Is Serialization still used anywhere in Java by any servers, frameworks or J2EE itself?

There is this Sonar rule called Fields in a “Serializable” class should either be transient or serializable. It comes up when you add a non-serializable field to your class. The rule states:

For instance, under load, most J2EE application frameworks flush objects to disk, and an allegedly Serializable object with non-transient, non-serializable data members could cause program crashes, and open the door to attackers.

This sounds outdated to me. In Effective Java 3rd Edition it is stated that Serialization is not relevant, when developing new software. Also, Removing Serialization from Java Is a 'Long-Term Goal' at Oracle. The Java chief architekt himself, Mark Reinhold, stated

„Serialization was a horrible mistake in 1997.“

The question, if the Spring framework may flush objects, was already asked on here:

So I ask the question: Do any modern application servers, frameworks or the J2EE implementation itself (especially Java components that interact with CDI, EJB, JPA) flush objects to disk under heavy load?

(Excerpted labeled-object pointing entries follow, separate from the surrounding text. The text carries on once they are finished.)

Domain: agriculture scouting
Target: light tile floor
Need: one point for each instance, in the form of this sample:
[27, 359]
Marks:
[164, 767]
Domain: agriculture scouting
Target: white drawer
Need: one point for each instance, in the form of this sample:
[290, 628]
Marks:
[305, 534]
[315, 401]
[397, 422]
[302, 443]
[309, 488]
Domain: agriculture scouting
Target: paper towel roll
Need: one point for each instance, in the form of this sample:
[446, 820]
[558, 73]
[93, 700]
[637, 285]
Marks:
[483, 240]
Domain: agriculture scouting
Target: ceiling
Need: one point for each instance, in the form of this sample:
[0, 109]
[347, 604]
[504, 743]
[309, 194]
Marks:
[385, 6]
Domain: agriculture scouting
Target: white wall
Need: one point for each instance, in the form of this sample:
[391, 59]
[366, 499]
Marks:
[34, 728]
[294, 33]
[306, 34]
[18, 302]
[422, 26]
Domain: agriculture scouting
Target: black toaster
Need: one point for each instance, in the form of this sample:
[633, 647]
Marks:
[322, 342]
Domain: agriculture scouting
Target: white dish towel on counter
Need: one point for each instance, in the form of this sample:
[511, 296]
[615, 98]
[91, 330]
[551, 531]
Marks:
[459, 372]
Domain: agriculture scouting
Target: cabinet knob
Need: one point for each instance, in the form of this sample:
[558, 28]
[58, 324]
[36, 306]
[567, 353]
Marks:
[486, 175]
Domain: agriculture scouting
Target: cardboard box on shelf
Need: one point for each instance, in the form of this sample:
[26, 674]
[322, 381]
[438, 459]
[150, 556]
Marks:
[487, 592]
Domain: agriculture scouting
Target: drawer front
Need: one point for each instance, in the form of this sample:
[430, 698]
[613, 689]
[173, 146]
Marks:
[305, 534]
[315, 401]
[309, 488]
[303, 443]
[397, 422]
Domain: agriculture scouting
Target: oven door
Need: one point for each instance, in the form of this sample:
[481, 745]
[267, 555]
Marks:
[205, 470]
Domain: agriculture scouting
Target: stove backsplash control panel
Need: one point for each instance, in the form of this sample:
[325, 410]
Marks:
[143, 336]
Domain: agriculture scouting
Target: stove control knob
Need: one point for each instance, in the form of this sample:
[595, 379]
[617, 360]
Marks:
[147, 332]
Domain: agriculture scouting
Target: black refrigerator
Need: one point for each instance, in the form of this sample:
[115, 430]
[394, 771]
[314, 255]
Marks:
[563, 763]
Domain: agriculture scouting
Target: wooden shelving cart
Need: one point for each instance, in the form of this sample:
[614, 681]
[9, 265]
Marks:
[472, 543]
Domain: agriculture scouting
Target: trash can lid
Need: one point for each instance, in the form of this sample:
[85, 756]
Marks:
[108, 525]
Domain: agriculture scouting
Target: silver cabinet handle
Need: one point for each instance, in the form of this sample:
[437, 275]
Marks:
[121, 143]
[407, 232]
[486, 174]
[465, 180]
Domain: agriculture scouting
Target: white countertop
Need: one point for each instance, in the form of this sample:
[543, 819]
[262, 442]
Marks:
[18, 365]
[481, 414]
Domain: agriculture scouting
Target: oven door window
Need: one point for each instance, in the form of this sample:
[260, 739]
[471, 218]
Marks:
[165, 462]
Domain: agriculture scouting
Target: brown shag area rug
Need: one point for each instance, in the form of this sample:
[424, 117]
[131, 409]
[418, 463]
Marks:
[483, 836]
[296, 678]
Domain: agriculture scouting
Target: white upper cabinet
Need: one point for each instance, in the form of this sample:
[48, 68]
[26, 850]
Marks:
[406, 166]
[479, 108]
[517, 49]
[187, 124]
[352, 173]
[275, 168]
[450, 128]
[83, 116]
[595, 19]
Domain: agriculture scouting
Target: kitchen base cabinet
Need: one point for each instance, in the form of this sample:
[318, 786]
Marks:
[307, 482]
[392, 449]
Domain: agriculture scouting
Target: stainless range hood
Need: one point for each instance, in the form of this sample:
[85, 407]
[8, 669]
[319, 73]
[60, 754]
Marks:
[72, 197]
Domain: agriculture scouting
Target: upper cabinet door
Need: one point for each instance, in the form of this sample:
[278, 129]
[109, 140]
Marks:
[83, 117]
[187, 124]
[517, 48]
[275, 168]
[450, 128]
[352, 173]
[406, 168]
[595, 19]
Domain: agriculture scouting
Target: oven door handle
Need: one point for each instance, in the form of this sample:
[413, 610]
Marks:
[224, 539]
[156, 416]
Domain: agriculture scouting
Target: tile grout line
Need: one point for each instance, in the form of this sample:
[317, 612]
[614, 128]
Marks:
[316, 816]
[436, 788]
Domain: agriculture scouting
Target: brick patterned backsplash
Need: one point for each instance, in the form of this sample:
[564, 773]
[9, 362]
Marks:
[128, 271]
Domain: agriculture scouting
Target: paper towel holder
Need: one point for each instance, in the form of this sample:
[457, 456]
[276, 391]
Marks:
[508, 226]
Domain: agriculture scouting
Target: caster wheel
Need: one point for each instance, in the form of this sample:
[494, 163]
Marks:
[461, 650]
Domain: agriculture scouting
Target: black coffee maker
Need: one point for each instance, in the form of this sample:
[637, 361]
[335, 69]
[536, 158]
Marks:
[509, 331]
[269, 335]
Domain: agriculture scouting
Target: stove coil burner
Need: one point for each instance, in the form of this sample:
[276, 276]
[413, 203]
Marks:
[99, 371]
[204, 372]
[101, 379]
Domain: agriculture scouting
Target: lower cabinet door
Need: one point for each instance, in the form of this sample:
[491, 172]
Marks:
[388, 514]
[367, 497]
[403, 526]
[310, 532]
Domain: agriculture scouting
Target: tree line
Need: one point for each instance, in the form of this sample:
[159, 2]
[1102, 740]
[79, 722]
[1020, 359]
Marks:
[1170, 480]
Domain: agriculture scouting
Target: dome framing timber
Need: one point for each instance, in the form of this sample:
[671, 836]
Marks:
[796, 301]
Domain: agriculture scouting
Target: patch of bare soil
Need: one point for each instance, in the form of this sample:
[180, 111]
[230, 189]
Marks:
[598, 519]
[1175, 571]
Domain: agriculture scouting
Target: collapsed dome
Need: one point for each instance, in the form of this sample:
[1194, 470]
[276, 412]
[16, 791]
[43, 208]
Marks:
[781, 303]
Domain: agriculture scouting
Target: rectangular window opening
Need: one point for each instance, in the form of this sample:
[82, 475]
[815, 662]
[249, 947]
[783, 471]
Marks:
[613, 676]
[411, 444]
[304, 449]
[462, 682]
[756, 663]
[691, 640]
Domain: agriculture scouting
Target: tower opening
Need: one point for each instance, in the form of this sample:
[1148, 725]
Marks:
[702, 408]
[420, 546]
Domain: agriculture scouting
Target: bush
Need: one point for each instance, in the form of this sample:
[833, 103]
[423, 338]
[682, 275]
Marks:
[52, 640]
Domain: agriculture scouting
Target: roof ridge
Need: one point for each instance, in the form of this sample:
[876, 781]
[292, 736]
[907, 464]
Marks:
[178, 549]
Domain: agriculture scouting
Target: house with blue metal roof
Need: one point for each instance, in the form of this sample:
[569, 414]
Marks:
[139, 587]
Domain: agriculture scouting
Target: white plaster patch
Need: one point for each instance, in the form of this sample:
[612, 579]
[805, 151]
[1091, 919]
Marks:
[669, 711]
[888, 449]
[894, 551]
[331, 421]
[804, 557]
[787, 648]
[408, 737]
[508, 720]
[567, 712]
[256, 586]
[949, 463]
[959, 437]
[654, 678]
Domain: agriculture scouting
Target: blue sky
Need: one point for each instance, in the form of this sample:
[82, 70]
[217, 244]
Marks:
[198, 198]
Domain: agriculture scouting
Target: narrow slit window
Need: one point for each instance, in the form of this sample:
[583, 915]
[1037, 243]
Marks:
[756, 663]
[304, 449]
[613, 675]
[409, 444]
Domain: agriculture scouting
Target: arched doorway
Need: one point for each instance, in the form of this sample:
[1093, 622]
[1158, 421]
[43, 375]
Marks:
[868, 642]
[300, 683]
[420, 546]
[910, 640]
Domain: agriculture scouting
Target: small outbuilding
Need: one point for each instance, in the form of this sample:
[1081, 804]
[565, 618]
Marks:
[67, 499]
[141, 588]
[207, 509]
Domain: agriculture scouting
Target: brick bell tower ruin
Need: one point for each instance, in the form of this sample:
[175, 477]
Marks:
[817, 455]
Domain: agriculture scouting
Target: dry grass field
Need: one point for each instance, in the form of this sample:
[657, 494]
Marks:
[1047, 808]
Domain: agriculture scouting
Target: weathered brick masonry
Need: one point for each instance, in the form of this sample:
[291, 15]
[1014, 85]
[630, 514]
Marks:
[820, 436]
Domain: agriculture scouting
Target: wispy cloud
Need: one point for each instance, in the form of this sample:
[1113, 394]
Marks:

Or is this statement outdated?

Upvotes: 4

Views: 1021

Answers (1)

GeertPt
GeertPt

Reputation: 17846

TL;DR

If you're not implementing a distributable web application, you do not enable session persistence, and you only use in-memory caches, you might get away without needing Serializable anywhere.

Explanation

For session replication, Java Serialization is still a must for the latest Servlet Specification: https://jakarta.ee/specifications/servlet/5.0/jakarta-servlet-spec-5.0.html#distributed-environments

A common usecase is if you have multiple servers behind a load balancer, and you login on one server, you get a JSESSIONID cookie. If the load balancer sends you to a different server for the next request, your login attributes and other session-scoped attributes will be serialized and replicated on the new server, so your JSESSIONID is still valid there.

Another usecase where you need Serialization for your session-scoped attributes, is when the application server decides to swap sessions to disk. For e.g. Tomcat 8, this can be configured to activate when there are too many sessions to keep in memory, or when the server is restarted, and you want to keep the sessions alive. See https://tomcat.apache.org/tomcat-9.0-doc/config/manager.html

Every Servlet-5.0 compatible application server must support Serializable objects in Http Sessions by default for these kinds of usecases.

For some servers, this can be tweaked or overridden by using e.g. Jackson-JSON serialization or something similar. See e.g. How to use jackson instead of JdkSerializationRedisSerializer in spring

Another common usecase is caching. This is used to keep objects accessible as fast as possible, ideally in memory, but possibly temporarily offloaded to disk or to an external cache server. There is a standard API for it (JSR-107) that explicitly chose not to require Serializable objects, but most implementations, still use java Serialization for the offloading part as a default.